I also got upset that maybe I wasn't welcome to watch her show in different dynamics and pretty much blew up.  You can guess what happened to me..  :|

Then, I thought that like she, like others, literally thought I "copied" people and that other people didn't copy their parents.  I never really clinged to my mom emotionally.  She's just there.  I'm just a normal person.  I care about her and that we have what's important in our relationship..  She was busy with my brother, but I don't know why.  It was the gymnastics that seemed to help yet hinder me...

I guess I got upset in other ways.  I just didn't have the time to unravel and I guess all this time couldn't connect.  I don't think I mean these thoughts the way they came.  That's why I avoided them, naturally.

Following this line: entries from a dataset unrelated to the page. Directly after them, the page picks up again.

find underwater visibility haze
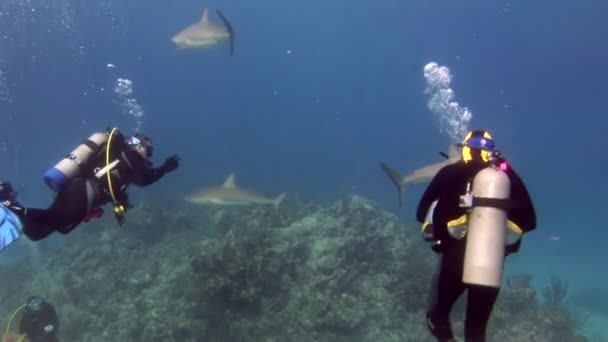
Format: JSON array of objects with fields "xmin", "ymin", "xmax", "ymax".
[{"xmin": 0, "ymin": 0, "xmax": 607, "ymax": 340}]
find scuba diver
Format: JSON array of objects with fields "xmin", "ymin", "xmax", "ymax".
[
  {"xmin": 416, "ymin": 130, "xmax": 536, "ymax": 342},
  {"xmin": 3, "ymin": 128, "xmax": 180, "ymax": 241},
  {"xmin": 2, "ymin": 295, "xmax": 59, "ymax": 342}
]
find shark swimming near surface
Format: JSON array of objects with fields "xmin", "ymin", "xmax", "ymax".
[
  {"xmin": 185, "ymin": 174, "xmax": 286, "ymax": 208},
  {"xmin": 380, "ymin": 145, "xmax": 461, "ymax": 207},
  {"xmin": 172, "ymin": 8, "xmax": 235, "ymax": 56}
]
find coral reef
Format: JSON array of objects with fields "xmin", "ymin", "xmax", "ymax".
[{"xmin": 0, "ymin": 195, "xmax": 587, "ymax": 341}]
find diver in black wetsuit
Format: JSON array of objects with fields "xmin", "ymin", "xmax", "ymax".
[
  {"xmin": 2, "ymin": 296, "xmax": 59, "ymax": 342},
  {"xmin": 416, "ymin": 130, "xmax": 536, "ymax": 342},
  {"xmin": 5, "ymin": 128, "xmax": 180, "ymax": 241},
  {"xmin": 19, "ymin": 296, "xmax": 60, "ymax": 342}
]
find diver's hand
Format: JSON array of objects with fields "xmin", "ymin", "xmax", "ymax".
[
  {"xmin": 161, "ymin": 154, "xmax": 180, "ymax": 173},
  {"xmin": 430, "ymin": 240, "xmax": 443, "ymax": 254}
]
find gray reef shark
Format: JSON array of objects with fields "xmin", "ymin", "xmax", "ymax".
[
  {"xmin": 186, "ymin": 174, "xmax": 286, "ymax": 208},
  {"xmin": 172, "ymin": 8, "xmax": 235, "ymax": 56},
  {"xmin": 380, "ymin": 145, "xmax": 461, "ymax": 207}
]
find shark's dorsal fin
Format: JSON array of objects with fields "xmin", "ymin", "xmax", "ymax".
[
  {"xmin": 223, "ymin": 174, "xmax": 237, "ymax": 188},
  {"xmin": 200, "ymin": 8, "xmax": 209, "ymax": 24}
]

I also was upset that I didn't get a computer before a real, new piano, when we moved.  I wish I did a blog when we got a computer when I was 11.  Well, we had an old one before, since I was probably born or when I was a toddler.  Wait, born.  Apparently, I just had to look it up.  I was worried I'd be expected to read other people's blogs.  When my life became more private, I had to do something.  I didn't start until months after posting on message boards.  Well, maybe a year on major social networking sites or special interest forumsand IMDb.

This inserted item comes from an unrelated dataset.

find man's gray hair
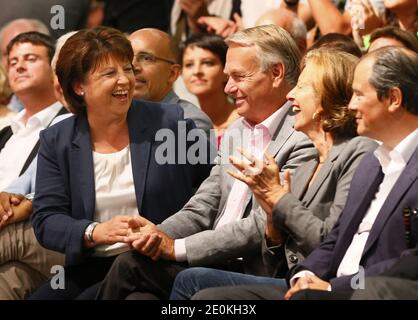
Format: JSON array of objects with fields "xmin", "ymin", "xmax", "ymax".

I'm getting that feeling like I'm gonna stop, like I used to get doing my homework.  Of course, it's a little different.  I don't have a lot of problems, here, now, like I have more control and less stress on my eyes in the fundamental way and not often anymore, which is sad.  True, it's started since watching "The Ellen DeGeneres Show."  I guess you learn something new all the time.  I was getting tired of the pressure in my eyes, too, though.  I mean, it was fun.  I guess I had to do something, though I didn't feel like doing it then.

Well, okay, for this post.

Also, what ... what was I thinking?  Um...  I was gonna explain something I posted..  I really don't know!  I just am here deadbeat not feeling anything but a light weight of air and maybe like sweat and the warmth around my butt area.